Thursday, May 22, 2008

Byzantium Road Trip!

Dear Everybody:

Remember “Sailing to Byzantium,” the other week? Well, three years after he wrote it, Yeats went back and wrote it again! Here’s the revised and re-visioned version:

Byzantium

by William Butler Yeats

The unpurged images of day recede;
The Emperor's drunken soldiery are abed;
Night resonance recedes, night-walkers' song
After great cathedral gong;
A starlit or a moonlit dome disdains
All that man is,
All mere complexities,
The fury and the mire of human veins.

Before me floats an image, man or shade,
Shade more than man, more image than a shade;
For Hades' bobbin bound in mummy-cloth
May unwind the winding path;
A mouth that has no moisture and no breath
Breathless mouths may summon;
I hail the superhuman;
I call it death-in-life and life-in-death.

Miracle, bird or golden handiwork,
More miracle than bird or handiwork,
Planted on the star-lit golden bough,
Can like the cocks of Hades crow,
Or, by the moon embittered, scorn aloud
In glory of changeless metal
Common bird or petal
And all complexities of mire or blood.

At midnight on the Emperor's pavement flit
Flames that no faggot feeds, nor steel has lit,
Nor storm disturbs, flames begotten of flame,
Where blood-begotten spirits come
And all complexities of fury leave,
Dying into a dance,
An agony of trance,
An agony of flame that cannot singe a sleeve.

Astraddle on the dolphin's mire and blood,
Spirit after spirit! The smithies break the flood,
The golden smithies of the Emperor!
Marbles of the dancing floor
Break bitter furies of complexity,
Those images that yet
Fresh images beget,
That dolphin-torn, that gong-tormented sea.

Not as easy to follow as “Sailing to Byzantium” was, is it? But there’s that bobbin, that city, that golden bird! Same poem revised and re-visioned.

What’s going on? Well, this is what we who work in the field of the fantastic call a posthumous fantasy, one which supposedly occurs after death. The narrator in “Sailing to Byzantium” hasn’t arrived there, imagines the city, is on a boat. The narrator here has arrived, sees the city, and arrived not by boat but by dolphin. Dolphins carry the spirits of the dead out of “the fury and mire” of life into purifying spiritual fire. Here, if I read him right, Yeats is thinking not of his poetic legacy but of the real afterlife.

When Marianne and I were in Yeats Country in the West of Ireland, we visited Yeats’s grave and Thoor Ballylee, the renovated medieval tower in which he lived. Afterwards, talking with our landlady (who was a respectable, middle-aged lady), I said something like, “Yeats was deep into mysticism, crucifying cats in the graveyard at midnight and things like that.” And, very bitterly, she replied, “Aye, well, he was one of the fortunate ones. He had money. Some of us had to work for a living!”

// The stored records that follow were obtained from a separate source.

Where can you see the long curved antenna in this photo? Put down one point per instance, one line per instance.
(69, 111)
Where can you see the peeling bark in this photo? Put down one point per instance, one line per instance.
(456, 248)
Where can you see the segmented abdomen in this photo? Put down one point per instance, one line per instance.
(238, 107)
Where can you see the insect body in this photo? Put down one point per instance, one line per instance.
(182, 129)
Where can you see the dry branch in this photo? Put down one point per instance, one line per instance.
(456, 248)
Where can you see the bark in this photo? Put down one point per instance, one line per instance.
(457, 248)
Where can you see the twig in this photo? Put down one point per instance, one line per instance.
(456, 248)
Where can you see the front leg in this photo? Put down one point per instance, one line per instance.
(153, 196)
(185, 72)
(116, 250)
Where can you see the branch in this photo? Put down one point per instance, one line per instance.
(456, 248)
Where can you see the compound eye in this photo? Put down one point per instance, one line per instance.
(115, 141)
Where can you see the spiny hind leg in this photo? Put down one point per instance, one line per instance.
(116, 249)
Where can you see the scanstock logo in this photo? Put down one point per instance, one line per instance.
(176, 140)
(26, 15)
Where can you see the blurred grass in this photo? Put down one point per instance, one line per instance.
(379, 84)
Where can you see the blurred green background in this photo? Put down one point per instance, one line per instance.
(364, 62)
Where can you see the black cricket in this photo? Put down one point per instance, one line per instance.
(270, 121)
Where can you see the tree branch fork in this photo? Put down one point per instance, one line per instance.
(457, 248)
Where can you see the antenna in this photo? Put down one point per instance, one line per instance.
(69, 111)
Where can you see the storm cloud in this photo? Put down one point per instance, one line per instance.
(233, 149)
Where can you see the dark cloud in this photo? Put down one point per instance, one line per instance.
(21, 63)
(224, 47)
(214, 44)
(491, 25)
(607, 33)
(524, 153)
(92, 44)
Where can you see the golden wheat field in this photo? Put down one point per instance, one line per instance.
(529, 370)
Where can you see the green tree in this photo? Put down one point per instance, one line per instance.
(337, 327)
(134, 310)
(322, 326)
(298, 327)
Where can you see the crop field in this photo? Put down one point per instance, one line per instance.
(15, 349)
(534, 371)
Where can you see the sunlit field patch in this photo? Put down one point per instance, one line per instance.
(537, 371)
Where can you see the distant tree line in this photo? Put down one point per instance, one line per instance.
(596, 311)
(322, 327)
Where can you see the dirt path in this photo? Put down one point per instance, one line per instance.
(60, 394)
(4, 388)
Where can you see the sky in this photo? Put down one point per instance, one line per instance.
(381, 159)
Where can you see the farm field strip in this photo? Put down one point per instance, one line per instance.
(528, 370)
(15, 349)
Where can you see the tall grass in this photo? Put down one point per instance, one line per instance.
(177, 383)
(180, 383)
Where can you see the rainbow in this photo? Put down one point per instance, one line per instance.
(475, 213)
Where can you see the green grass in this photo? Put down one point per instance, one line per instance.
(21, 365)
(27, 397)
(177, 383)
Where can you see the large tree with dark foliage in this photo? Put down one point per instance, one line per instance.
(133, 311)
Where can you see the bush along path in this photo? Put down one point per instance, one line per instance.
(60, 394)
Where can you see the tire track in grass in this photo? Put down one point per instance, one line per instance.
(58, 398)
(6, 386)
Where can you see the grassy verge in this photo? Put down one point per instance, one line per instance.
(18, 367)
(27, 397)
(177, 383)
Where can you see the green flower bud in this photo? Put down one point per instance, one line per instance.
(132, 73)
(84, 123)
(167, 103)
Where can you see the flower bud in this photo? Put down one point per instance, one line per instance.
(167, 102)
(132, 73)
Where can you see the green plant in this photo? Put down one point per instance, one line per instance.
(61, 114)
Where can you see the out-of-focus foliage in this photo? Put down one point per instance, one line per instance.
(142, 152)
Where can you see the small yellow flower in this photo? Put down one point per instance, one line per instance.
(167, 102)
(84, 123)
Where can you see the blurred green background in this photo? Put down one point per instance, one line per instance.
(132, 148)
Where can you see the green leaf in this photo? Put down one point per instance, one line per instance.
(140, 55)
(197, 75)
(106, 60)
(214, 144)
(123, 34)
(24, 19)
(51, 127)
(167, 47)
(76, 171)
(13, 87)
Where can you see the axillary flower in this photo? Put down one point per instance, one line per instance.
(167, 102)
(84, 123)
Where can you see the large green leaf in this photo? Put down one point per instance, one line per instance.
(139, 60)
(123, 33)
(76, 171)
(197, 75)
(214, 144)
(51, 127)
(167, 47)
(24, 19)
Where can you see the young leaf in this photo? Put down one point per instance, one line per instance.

But let’s look at that last line, which contains a good example of assonance. Exactly what is assonance? Well, alliteration, you’ll remember is having two or more words in a line beginning with the same consonant sound. “Veni, vidi, vici,” or “Peter Piper picked a peck of pickled peppers. Assonance is having two or more neighboring words containing the same vowel sound; here, it’s “dolphin-torn... gong-tormented.”

Both of which, incidentally, are Yeats’s invention, in imitation of Homeric epithets. Which, as I mentioned yesterday, is a tag-line consistently attached to a person or thing. “Swift-footed Achilles” is one and “earth-shaking Poseidon” another. “Rosy-fingered dawn.” “The wine-dark sea.” All of which frequently appeared in the Iliad and the Odyssey. For perfectly good reasons which I’ll skip over right now.

The late fantasist, Avram Davidson, who, like Shakespeare, had his coarse side, would often in his more humorous works, refer to “the dolphin-torn, the dong-tormented sea.”

There’s much more I could add, but I’ve gone on too far already.

All best,

Michael

2 comments:

Ian Sales said...

Can't say I've ever read Yeats, but I like that one. Reminds me a little of Shelley's 'Ozymandias' and Coleridge's 'Kubla Khan'...

Michael Swanwick said...

Ahhh, well, there's a lot to be discovered.

Yeats led a long and productive life, so there's a lot pf poems to be hacked through, but they're all of them lucid and some of them magnificent. In any case, it's a voyage well worth the taking.

In addition, Yeats had two great periods, one as a young man and one when he was old. So it's like getting two poets for the price of one.